From Clouds to Code: Europe’s Uneven Shift to Open Meteorological Data

Europe’s open-data framework changed significantly with Directive (EU) 2019/1024, which established the legal basis for High-Value Datasets, and with Implementing Regulation (EU) 2023/138, which specified the dataset categories and the publication requirements.
The HVD regulation requires certain public datasets to be made available free of charge, in machine-readable formats, through APIs, and, where relevant, via bulk download. Meteorological data is one of the six HVD themes and includes weather-station observations, validated climate observations, radar data, weather warnings, and numerical weather prediction data. Those publication and re-use requirements applied from 9 June 2024.
The Reality of Technical Implementation
In practice, however, Europe has not reached a single uniform level of technical implementation. The legal direction is clear, but delivery remains uneven.
Some countries already had mature open-data services and adapted quickly. Others are still modernising their systems, documentation, and APIs. That makes it more accurate to describe the current situation as broad legal alignment with mixed technical maturity, rather than a full, continent-wide compliance.
Country-by-Country: Accessing Meteorological Open Data
A diverse group of European countries already outpace the baseline by providing public access to meteorological observations and related datasets through official portals and APIs. Using tools like the Climate Explorer, linking to these endpoints becomes increasingly important.
These access points are not operationally identical. Some offer anonymous bulk download, some require API keys or registration, and others expose selected datasets or landing pages rather than raw file directories. That variation is part of what makes Europe’s implementation feel uneven in practice.
Official Public Access Points
- Norway: Provides open observation and climate data through the Frost API.

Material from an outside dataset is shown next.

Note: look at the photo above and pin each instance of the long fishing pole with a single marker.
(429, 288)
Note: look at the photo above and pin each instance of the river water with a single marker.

- Netherlands: Provides meteorological datasets through the KNMI Developer Portal, including the EDR API and Open Data API. API keys are required for requests.
- Finland: Provides machine-readable meteorological data free of charge through FMI Open Data.
- Austria: Provides station and spatial datasets through the GeoSphere Austria Data Hub.
- Belgium: Provides open observations and related meteorological datasets through the Royal Meteorological Institute’s open-data portal.
- Denmark: Provides a direct Meteorological Observation API through DMI’s open-data services.
- Hungary: Provides public meteorological archive and open data access, including observation series, through HungaroMet’s data archive and open data tree.
- Poland: Provides public meteorological observation data and API access through IMGW’s public-data service.
- Romania: Provides a public JSON dataset of latest station parameters through the national open-data portal, backed by a Meteoromania endpoint.
- Latvia: Provides access to meteorological and environmental archives through the LVĢMC environmental data archive portal.
- Iceland: Provides public weather-station observation pages through the Icelandic Meteorological Office.
Access Beyond the RODEO Group
Other European nations outside the immediate RODEO group also maintain robust public access points:
- Germany: Provides anonymous bulk download and directory-based open access through the DWD Open Data Server and Climate Data Center.
- Spain: Provides observation and climatological access through AEMET OpenData; API keys are required.
- Ireland: Provides over 2,000 open datasets, including historical measurements, current observations, and forecasts, through Met Éireann’s open-data services.
- Sweden: Provides observation access through the SMHI Open Data Portal and its meteorological observations API.
- France: Provides public API access, including HVD-related observation services, through the Météo-France API portal.
Concrete Examples: From Policy to Code
To make the difference between legal openness and practical access more tangible, here are three real machine-readable entry points:
- Germany (bulk download): DWD climate directory
- Denmark (API): DMI meteorological observations collections endpoint
- Romania (live JSON): Meteoromania station-parameter feed
These examples show the current diversity of implementation: a public file server in Germany, a structured observation API in Denmark, and a national live JSON feed in Romania.
Conclusion
The core takeaway is clear: Europe is moving toward a more open meteorological-data environment, and the HVD regulation has made that transition legally significant.
What needs to be stated more carefully is that implementation is still uneven. While some countries already operate highly mature public observation portals and APIs, others are still building out full technical delivery, often through shared initiatives such as RODEO. Open meteorological data in Europe is real and expanding, but full technical harmonization remains heavily a work in progress.